Rússia não consegue estabelecer contato com sonda enviada a Marte

Segundo fonte não-identificada, possibilidades de conseguir reaver a sonda e enviá-la a Marte são 'muito pequenas'

Efe

10 de novembro de 2011 | 09h12

MOSCOU - As tentativas de estabelecer contato com a sonda interplanetária russa Phobos-Grunt, que permanece na órbita terrestre, não deram nenhum resultado até o momento. "Nas últimas horas, os especialistas do centro de comando de terra realizaram várias tentativas, mas a sonda não responde e são cada vez menores as possibilidades de êxito", disse um analista da base cazaque de Baikonur à agência Interfax.

 

A fonte, que pediu anonimato, acrescentou que as possibilidades de conseguir reaver a sonda e enviá-la a Marte são "muito pequenas". As tentativas de retomar o controle da sonda foram realizadas ontem à noite, quando o aparelho estava na zona de visibilidade das estações de acompanhamento russas.

 

A Phobos-Grunt, lançada nesta terça-feira, 8, de Baikonur, devia chegar a Marte, mas uma falha ainda não esclarecida deixou a sonda, de 13,5 toneladas de massa, perdida na órbita terrestre.

 

A Roscosmos (agência espacial russa) declarou que há possibilidades de recuperar o aparelho, já que este conserva todo seu combustível e seus acumuladores não se esgotaram. No entanto, alguns especialistas se mostram cada vez mais pessimistas sobre o destino da sonda.

 

"Em minha opinião, a Phobos-Grunt está perdida. A probabilidade de isso ter acontecido é muito alta", declarou o general Vladimir Uvárov, ex-responsável de assuntos espaciais das Forças Armadas da Rússia. 

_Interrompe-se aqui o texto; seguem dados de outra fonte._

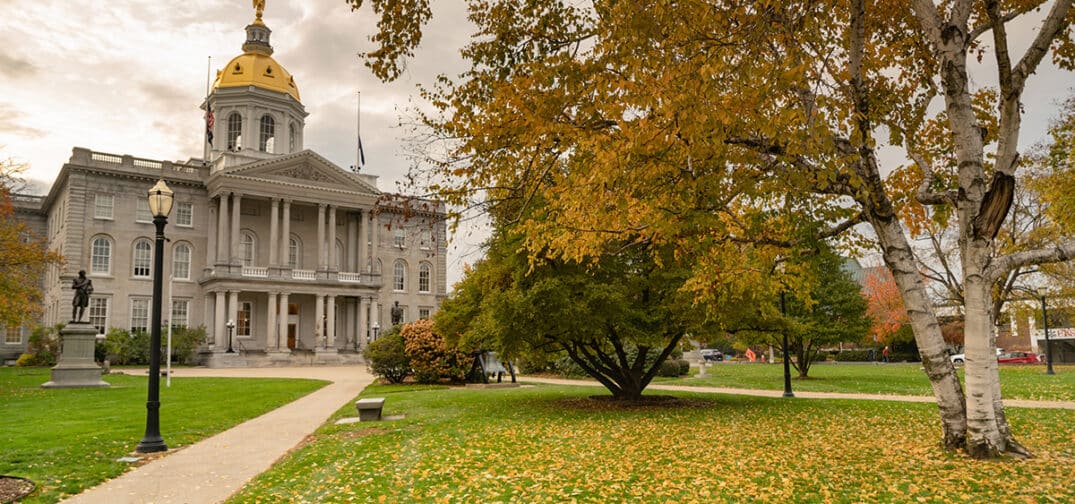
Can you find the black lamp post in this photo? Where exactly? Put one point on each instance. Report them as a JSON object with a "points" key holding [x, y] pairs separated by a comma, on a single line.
{"points": [[160, 205], [787, 361], [1048, 344], [231, 327]]}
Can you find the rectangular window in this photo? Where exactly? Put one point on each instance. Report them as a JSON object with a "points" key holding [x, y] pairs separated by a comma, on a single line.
{"points": [[243, 325], [180, 310], [142, 211], [140, 314], [102, 206], [98, 312], [185, 215], [13, 334]]}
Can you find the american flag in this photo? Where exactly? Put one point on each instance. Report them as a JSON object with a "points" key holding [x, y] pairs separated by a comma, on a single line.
{"points": [[210, 120]]}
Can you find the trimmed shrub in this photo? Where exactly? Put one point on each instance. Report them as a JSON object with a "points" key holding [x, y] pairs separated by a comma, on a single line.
{"points": [[387, 357], [431, 359], [42, 348]]}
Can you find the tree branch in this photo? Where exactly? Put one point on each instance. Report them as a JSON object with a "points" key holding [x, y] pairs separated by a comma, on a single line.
{"points": [[1003, 264]]}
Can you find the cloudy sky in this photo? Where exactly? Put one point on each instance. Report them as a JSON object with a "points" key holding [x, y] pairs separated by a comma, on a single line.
{"points": [[126, 76]]}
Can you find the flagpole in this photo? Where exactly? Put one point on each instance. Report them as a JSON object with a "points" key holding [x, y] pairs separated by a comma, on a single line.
{"points": [[209, 70], [358, 134]]}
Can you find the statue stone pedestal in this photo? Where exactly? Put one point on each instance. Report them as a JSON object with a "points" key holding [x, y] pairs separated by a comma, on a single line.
{"points": [[75, 368]]}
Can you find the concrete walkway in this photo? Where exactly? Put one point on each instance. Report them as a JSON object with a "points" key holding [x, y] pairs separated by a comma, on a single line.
{"points": [[212, 470], [802, 394]]}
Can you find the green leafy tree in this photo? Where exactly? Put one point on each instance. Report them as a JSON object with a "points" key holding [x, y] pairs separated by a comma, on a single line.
{"points": [[825, 308]]}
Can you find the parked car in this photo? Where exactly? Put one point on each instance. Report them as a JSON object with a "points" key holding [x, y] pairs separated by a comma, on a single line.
{"points": [[712, 355], [1018, 358], [958, 359]]}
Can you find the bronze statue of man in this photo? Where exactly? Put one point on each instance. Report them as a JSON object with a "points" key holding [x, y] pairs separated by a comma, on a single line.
{"points": [[83, 287]]}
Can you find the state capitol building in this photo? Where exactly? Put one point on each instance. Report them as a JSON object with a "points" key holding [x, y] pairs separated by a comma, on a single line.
{"points": [[302, 258]]}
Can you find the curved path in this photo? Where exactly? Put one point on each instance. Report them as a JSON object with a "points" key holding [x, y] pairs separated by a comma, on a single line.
{"points": [[215, 468]]}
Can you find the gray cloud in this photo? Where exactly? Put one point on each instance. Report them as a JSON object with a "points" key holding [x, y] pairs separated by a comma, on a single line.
{"points": [[16, 68], [12, 120]]}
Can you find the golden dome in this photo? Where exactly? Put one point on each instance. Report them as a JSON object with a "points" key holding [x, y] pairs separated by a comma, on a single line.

"Parece que estamos diante de uma falha mais séria, que não é produto de um erro intelectual, mas tecnológico", destacou o militar em entrevista publicada hoje pelo jornal oficial "Rossíiskaya Gazeta".

 

O lançamento da Phobos-Grunt devia marcar o início de uma missão de 34 meses que incluía o voo a Phobos, uma das duas luas de Marte, o pouso em sua superfície e, finalmente, o retorno à Terra de uma cápsula com 200 gramas de amostras do solo do satélite marciano. O projeto, com um custo de US$ 170 milhões, tinha como objetivo estudar a matéria inicial do sistema solar e ajudar a explicar a origem de Phobos e Deimos, a segunda lua marciana, assim como dos demais satélites naturais do sistema solar.

 

Os cientistas russos sonham em estudar o satélite em forma de batata desde o auge das pioneiras incursões soviéticas ao espaço na década de 1960. A poeira de Phobos, dizem, irá conter pistas para a formação dos planetas do sistema solar e ajudar a esclarecer mistérios duradouros de Marte, incluindo se ele é ou já foi adequado para a vida.

 

A Rússia manteve cosmonautas em órbita durante a década de 1990 e é agora o único país com o ofício de transportar as tripulações da Estação Espacial Internacional. No entanto, o último voo interplanetário de Moscou foi em 1988 - antes do colapso de 1991 da União Soviética.

 

Aquela missão foi a segunda de duas sondas soviéticas Phobos a falhar, perdendo o sinal a 50 metros da superfície prateada da lua. Em 1996, uma sonda russa para Marte pegou fogo em um lançamento que deu errado.

 

Enquanto isso, os Estados Unidos já registraram centenas de horas de imagens em Marte, Índia e China enviaram sondas para a lua da Terra e o Japão visitou um asteroide e trouxe amostras.

 

Depois de tão longa ausência, a missão Phobos-Grunt tornou-se um teste da indústria espacial da Rússia após uma geração de orçamentos limitados. A perda de uma oportunidade de lançamento para a missão em 2009 foi vista como a razão pela qual o ex-chefe da Lavochkin perdeu o emprego.

 

Este ano, o novo chefe da agência espacial russa disse que Moscou supervalorizou os voos espaciais tripulados e deveria mudar o foco para projetos com maior retorno científico e tecnológico. "Este é realmente um projeto muito difícil, se não o mais difícil interplanetária até agora", disse o cientista Alexander Zakharov, por trás de uma pilha de papéis bagunçados e de uma maquete de Phobos no Instituto de Pesquisas Espaciais de Moscou.

 

"Nós não temos uma expedição interplanetária bem-sucedida há mais de 15 anos. Nesse tempo, as pessoas, a tecnologia, tudo mudou. É tudo novo para nós, de muitas maneiras estamos trabalhando a partir do zero", disse.